Spring 2024
Spring 2024 Muhammad Rashid Best Project Award winners.
Spring 2024 First Place
Unmanned Aerial Vehicle Detection System (UAVDS) and Remote ID Tracking System (RIDTS)
Team Members
Bill Fine, Juan Rivera Padilla, Devin Searcy
Mentor
Dr. Tarek Youssef Elsayed
Abstract
The Unmanned Aerial Vehicle Detection System (UAVDS) and Remote ID Tracking System (RIDTS), developed by UWF students, are two innovative solutions for detecting and identifying UAVs. These systems employ a dual approach to detect UAVs within a given area efficiently. The UAVDS utilizes advanced machine learning algorithms to monitor specific UAV radio frequency (RF) protocols, delivering a precise detection probability to the user. Meanwhile, the RIDTS focuses on capturing Remote ID signals emitted by UAVs, as recent Federal Aviation Administration (FAA) guidelines mandated. Both systems boast impressive capabilities, providing detection results within a remarkable three-second timeframe. Together, they form a robust defense against unauthorized UAV activity, ensuring enhanced safety and security in airspace monitoring.

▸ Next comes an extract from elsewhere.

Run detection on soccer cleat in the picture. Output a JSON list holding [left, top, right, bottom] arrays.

Spring 2024 Second Place #1
Precision Localization System Using UWF Radio Technology
Team Members
Kevin Tan, John Cobb, Dillon Holder, and Alexander Phan
Mentor
Dr. Tarek Youssef Elsayed
Abstract
GPS systems have predominantly tracked objects. But GPS systems have a limitation- they aren’t very accurate, and they don’t function correctly indoors. Ultra Wideband radio waves don’t have these issues and perform more accurately and reliably than Bluetooth connections. Our localization system uses at least one “tag” that initiates a signal to at least three “anchors” to range distance data between them. This data is used to calculate the location of the tag. A single room and the immediate adjacent hallway outside are mapped and measured using centimeters, and more rooms can be added modularly if desired. The tag can be put on any object desired to be tracked, and this is displayed and calculated within the user interface, which is visually shown. The three anchors actively used for calculation appear green, while the idle one is red. The anchors outside of the active room are grey. This system can support up to 32 tags per room.
Spring 2024 Second Place #2
Traffic Monitoring and Alert System
Team Members
Matthew Hirst, Samer Mando, Katie Wilcox, Ryder Swan
Mentor
Dr. Bhuvana Ramachandran
Abstract
The project statement was given by Florida Power & Light (FPL) to UWF students with a critical goal: to enhance the safety of workers in the Maintenance of Traffic (MOT) zones through a student-developed project. This urgency stemmed from an incident where workers were nearly struck by an oncoming vehicle, highlighting the need for enhanced protective measures. Our team responded by designing a system with four key components—a sensor, an alert mechanism, a control panel, and a robust physical setup—using sophisticated engineering techniques to address these challenges. We aimed to significantly boost safety measures around MOT zones, reducing the risk of similar incidents.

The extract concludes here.